David Kaiserman says he hates the word disruption.
“It makes it sound like we’re forcibly trying to turn ourselves around just for the sake of it,” says the president of Lennar Ventures.
As the head of Lennar’s innovation team, Kaiserman’s goal is to keep one of the nation’s leading home builders one step ahead of the curve. Now the country’s largest residential firm by revenue, Lennar has distinguished itself as a builder that constantly looks forward to provide homes that are aligned with the changing lifestyle needs of buyers.
Since 1989, its Everything’s Included platform has incorporated the latest products into new builds as standard, from energy-efficient appliances to high-end finishes. As technology advanced, the program expanded to focus on smart home connectivity and automated products that make homeowners’ lives more convenient.
“Our whole process started with looking at the way people live, and following the story of the homeowner. We really looked at the way these products fit into daily life,” says Kaiserman.
Lennar’s new homes include smart products standard at no upgrade cost to buyers from manufacturers such as Ring, Honeywell, Kwikset, Lutron, and Samsung, and are powered by Amazon’s Alexa voice service and Samsung’s SmartThings line, though all products are also compatible with other smart home systems, like Google Home and Apple’s HomeKit, or they can be controlled through manual switches and remotes.
Last June, the company launched the nation’s first Wi-Fi Certified homes that integrate pre-installed wireless technology into the infrastructure of the homes--instead of a traditional boxed router--to provide coverage in every room with no dead spots as a standard feature.
However, creating a smart home package with numerous products from different brands working seamlessly together wasn’t an easy process. Relationships with product manufacturers were a key part of bringing the initiative to fruition.
Lennar executives challenged the product development teams at Spectrum Brands (which includes Kwikset and Baldwin Hardware), Honeywell, Ring, and Lutron Electronics, among others, to come to the table with their best ideas and figure out how to make their products work together as part of a single automated system within the home.
“Lennar wanted us to find the ‘easy button’ so to speak for its consumers, and make sure that when they take possession of the home they not only have all the smart home devices that they want, but also that they all work seamlessly and are interoperable,” says Tim Goff, chief marketing officer at Spectrum Brands. “Our products all work well on their own, but you don’t want the consumer to have to flip through different apps to control individual products.
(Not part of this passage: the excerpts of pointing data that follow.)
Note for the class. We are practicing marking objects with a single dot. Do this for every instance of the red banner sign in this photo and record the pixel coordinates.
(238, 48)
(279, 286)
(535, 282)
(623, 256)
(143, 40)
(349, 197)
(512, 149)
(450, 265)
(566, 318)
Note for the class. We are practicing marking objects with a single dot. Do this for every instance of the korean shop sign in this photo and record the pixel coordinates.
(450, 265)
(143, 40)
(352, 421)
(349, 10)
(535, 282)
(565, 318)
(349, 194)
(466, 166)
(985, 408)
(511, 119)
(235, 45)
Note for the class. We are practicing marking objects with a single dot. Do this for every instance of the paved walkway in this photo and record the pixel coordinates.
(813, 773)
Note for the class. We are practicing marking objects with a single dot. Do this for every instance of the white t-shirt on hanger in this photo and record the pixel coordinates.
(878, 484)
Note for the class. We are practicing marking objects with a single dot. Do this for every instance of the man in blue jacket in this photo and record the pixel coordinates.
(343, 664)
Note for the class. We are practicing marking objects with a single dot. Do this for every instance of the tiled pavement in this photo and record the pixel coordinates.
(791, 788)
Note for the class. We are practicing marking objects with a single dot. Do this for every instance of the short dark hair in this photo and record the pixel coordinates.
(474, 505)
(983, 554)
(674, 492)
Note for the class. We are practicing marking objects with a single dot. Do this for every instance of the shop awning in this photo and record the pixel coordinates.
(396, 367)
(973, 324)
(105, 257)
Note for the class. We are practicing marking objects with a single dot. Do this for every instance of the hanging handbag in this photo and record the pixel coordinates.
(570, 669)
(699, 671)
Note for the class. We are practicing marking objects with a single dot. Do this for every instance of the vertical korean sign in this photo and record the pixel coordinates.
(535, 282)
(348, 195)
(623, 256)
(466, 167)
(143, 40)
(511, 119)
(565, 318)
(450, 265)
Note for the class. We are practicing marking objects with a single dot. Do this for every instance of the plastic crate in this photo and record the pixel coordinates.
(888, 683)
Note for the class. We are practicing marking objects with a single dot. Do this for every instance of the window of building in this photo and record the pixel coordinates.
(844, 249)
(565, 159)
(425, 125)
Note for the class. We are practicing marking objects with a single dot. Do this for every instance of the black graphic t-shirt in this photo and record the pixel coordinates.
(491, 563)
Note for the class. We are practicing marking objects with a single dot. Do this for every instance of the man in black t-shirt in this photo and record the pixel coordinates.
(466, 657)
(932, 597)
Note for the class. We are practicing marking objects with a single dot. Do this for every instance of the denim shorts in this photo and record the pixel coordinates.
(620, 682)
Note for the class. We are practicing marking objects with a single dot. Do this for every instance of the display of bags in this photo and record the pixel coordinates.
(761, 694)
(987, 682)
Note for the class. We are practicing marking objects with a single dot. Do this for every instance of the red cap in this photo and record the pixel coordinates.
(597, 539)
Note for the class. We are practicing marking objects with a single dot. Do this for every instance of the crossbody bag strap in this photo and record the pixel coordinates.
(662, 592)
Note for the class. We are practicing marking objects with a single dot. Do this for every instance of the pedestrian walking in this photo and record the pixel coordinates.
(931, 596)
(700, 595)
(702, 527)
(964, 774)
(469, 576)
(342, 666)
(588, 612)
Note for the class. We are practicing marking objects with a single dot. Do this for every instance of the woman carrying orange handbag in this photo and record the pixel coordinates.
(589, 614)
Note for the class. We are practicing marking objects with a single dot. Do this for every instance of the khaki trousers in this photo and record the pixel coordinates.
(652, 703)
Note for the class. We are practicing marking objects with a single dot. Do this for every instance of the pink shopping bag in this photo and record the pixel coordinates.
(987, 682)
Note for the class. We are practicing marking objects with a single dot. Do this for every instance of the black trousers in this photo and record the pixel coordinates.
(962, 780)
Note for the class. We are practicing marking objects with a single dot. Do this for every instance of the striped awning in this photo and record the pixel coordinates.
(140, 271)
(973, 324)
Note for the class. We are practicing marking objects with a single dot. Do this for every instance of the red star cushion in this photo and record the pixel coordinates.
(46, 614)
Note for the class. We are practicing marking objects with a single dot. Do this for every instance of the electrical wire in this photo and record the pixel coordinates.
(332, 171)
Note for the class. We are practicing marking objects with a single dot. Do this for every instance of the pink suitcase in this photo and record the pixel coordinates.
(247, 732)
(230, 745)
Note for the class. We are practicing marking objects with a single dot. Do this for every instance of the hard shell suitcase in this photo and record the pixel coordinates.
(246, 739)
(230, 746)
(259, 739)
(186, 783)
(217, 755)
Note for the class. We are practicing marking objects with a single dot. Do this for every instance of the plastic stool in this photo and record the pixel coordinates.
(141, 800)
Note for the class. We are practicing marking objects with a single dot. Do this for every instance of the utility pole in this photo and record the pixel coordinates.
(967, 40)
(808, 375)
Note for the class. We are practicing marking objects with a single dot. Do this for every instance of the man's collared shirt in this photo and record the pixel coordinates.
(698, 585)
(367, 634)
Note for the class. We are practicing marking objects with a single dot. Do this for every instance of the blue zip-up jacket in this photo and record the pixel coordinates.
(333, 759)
It has to appear to the customer that they’re not dealing with different companies.”
The collaborative process produced a symbiotic relationship between all parties.
“Our company actually already had partnerships with a lot of these other brands, and we were already working toward the goal of interoperability,” Goff says. “What Lennar did was give us all a unification point and a vision. We tend to think about customers’ needs for our individual products, but the company was the glue that brought everyone together to provide an easy-to-use smart home experience overall, and showed us where Joe Schmoe starts his customer journey of buying a new home and where we fit in to that.”
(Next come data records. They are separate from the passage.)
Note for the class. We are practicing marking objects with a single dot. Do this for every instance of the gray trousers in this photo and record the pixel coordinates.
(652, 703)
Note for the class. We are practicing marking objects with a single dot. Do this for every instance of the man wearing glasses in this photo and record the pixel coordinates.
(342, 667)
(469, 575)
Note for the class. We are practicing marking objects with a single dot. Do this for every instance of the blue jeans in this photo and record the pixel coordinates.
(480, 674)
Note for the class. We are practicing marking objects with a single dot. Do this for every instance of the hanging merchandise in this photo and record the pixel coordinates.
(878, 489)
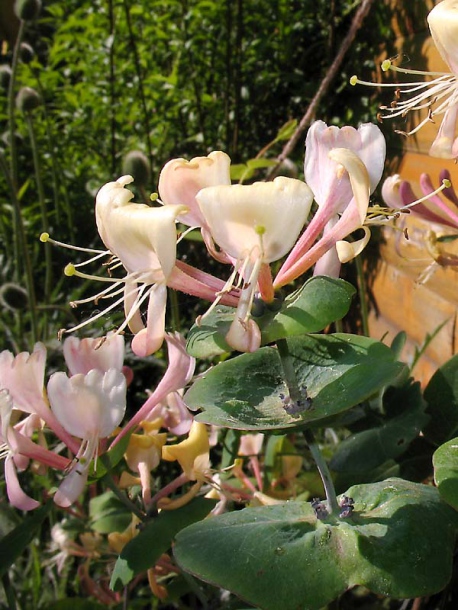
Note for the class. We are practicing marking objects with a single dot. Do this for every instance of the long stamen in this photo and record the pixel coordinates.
(445, 184)
(45, 238)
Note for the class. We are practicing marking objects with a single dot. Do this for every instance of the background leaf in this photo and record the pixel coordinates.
(338, 371)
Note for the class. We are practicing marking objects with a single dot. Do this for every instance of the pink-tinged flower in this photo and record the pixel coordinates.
(143, 240)
(254, 225)
(89, 407)
(331, 184)
(181, 180)
(82, 355)
(438, 95)
(343, 197)
(178, 374)
(17, 450)
(399, 194)
(23, 377)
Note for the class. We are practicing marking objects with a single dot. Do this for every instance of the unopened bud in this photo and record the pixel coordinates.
(27, 10)
(136, 164)
(27, 99)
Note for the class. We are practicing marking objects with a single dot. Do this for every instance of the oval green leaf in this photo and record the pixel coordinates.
(336, 371)
(318, 303)
(399, 542)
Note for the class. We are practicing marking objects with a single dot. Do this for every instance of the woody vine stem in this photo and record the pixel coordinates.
(296, 395)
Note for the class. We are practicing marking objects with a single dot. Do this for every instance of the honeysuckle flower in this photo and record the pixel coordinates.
(398, 193)
(144, 453)
(89, 407)
(178, 374)
(352, 218)
(180, 181)
(192, 454)
(142, 239)
(82, 355)
(17, 450)
(438, 95)
(23, 377)
(255, 225)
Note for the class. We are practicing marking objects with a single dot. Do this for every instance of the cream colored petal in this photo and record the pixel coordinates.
(88, 406)
(237, 214)
(359, 178)
(142, 237)
(180, 181)
(443, 23)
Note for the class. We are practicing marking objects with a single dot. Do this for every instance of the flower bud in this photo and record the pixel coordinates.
(27, 10)
(136, 164)
(27, 99)
(26, 53)
(5, 76)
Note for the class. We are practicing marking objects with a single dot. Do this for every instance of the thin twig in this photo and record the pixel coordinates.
(360, 15)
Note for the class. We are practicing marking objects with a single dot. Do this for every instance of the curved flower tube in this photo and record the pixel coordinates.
(254, 225)
(440, 94)
(143, 240)
(352, 218)
(331, 184)
(23, 377)
(89, 407)
(178, 374)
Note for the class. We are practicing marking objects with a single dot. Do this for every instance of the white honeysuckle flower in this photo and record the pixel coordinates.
(180, 181)
(82, 355)
(255, 225)
(352, 218)
(143, 239)
(89, 407)
(439, 94)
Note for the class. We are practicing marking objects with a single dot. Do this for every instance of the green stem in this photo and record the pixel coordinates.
(13, 174)
(43, 206)
(362, 293)
(21, 238)
(296, 395)
(108, 479)
(325, 474)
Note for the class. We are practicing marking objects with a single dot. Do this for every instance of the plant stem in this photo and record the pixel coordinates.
(43, 206)
(296, 395)
(331, 497)
(362, 293)
(108, 479)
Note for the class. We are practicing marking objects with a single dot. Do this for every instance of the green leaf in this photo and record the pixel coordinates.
(108, 514)
(75, 603)
(320, 301)
(369, 449)
(154, 539)
(107, 461)
(339, 371)
(441, 394)
(398, 542)
(17, 540)
(445, 462)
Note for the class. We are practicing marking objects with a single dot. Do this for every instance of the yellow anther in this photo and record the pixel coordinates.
(69, 270)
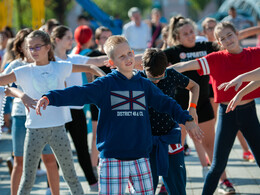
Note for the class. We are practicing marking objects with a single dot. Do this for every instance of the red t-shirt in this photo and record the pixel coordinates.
(223, 66)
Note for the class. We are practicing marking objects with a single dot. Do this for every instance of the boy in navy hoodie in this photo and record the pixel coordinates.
(124, 137)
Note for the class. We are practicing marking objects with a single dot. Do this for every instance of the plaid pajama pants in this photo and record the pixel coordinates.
(115, 175)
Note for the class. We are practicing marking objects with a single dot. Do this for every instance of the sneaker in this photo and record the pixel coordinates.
(248, 156)
(226, 187)
(40, 172)
(10, 162)
(93, 187)
(205, 171)
(186, 150)
(48, 191)
(163, 191)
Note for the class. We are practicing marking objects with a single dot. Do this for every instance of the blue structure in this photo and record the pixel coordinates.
(101, 16)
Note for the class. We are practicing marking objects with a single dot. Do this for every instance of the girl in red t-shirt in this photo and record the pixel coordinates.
(223, 66)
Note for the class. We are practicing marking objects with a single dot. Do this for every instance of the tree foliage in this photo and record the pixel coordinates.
(116, 7)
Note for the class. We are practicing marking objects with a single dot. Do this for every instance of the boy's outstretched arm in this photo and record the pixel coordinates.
(97, 61)
(194, 89)
(8, 78)
(238, 97)
(88, 68)
(27, 101)
(186, 66)
(237, 82)
(43, 102)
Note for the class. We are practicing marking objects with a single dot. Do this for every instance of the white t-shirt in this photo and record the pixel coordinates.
(18, 109)
(76, 77)
(138, 36)
(38, 80)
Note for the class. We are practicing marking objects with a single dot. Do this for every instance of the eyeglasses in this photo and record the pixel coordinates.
(37, 48)
(158, 78)
(210, 28)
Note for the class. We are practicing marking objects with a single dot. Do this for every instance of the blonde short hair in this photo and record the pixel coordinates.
(112, 42)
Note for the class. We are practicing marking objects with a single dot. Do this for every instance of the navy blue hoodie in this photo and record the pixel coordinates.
(124, 130)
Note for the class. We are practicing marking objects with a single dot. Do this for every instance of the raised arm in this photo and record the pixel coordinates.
(238, 97)
(97, 61)
(237, 82)
(242, 34)
(88, 68)
(194, 89)
(27, 101)
(186, 66)
(8, 78)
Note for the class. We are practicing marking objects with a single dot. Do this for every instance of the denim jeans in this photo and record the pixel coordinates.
(243, 118)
Kaiserman says that at the end of the day, consumers don’t care about how a smart home works, but just that it does and that it makes their life more convenient.
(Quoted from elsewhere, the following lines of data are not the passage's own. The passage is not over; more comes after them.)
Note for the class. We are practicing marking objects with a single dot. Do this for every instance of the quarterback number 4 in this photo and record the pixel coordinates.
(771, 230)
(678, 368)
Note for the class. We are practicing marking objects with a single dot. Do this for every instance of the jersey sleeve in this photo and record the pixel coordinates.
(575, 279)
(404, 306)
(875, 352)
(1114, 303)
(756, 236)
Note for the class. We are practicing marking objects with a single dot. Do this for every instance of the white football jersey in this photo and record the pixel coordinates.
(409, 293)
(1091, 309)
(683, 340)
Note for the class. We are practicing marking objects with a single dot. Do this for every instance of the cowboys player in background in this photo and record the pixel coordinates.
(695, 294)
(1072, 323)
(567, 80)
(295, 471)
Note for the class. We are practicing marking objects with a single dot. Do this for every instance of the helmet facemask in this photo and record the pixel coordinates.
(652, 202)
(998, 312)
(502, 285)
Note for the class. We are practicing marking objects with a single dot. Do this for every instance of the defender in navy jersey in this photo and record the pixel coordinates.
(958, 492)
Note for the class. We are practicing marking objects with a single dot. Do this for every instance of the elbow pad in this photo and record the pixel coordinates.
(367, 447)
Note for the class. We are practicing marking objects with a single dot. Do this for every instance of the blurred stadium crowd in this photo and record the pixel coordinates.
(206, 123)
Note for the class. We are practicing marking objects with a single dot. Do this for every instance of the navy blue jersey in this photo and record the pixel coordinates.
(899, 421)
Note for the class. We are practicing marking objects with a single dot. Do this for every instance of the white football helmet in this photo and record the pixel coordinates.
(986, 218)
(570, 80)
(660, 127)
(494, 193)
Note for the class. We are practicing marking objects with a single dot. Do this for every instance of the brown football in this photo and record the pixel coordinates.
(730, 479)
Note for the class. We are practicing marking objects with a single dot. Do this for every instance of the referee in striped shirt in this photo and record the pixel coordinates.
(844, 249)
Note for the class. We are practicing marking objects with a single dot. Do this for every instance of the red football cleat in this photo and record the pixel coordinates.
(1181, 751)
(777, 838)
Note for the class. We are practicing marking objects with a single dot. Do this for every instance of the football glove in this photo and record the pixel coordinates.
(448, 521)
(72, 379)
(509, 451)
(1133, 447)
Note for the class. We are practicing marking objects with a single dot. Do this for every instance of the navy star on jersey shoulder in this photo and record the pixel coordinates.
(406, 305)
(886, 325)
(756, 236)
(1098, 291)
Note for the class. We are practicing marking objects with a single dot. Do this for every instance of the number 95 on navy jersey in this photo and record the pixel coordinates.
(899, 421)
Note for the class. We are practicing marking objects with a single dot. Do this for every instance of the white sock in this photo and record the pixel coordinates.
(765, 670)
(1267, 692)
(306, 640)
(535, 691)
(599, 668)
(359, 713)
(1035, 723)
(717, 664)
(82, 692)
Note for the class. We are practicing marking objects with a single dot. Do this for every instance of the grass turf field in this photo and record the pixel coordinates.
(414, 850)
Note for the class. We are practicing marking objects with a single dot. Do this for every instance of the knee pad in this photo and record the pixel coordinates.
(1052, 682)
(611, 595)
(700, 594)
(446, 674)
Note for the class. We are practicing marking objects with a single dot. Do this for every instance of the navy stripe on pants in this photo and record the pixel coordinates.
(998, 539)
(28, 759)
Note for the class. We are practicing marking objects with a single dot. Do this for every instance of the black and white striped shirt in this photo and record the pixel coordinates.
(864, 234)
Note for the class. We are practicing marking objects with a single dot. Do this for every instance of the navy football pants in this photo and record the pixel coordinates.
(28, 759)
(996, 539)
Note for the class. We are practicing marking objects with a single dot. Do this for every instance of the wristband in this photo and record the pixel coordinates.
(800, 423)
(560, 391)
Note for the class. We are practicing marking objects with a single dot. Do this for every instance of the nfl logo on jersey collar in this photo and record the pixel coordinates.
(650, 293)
“It sounds oversimplified to say that a home should be built for the way people live. But, what detracts from homeowners’ excitement about technology is complexity, and it’s hard to create an automated home with elegance and simplicity,” says Kaiserman. “While it may seem obvious that nobody wants an overcomplicated home, reaching our end conclusion was an exploration process for both us and our partners about what the point of a smart home really is.”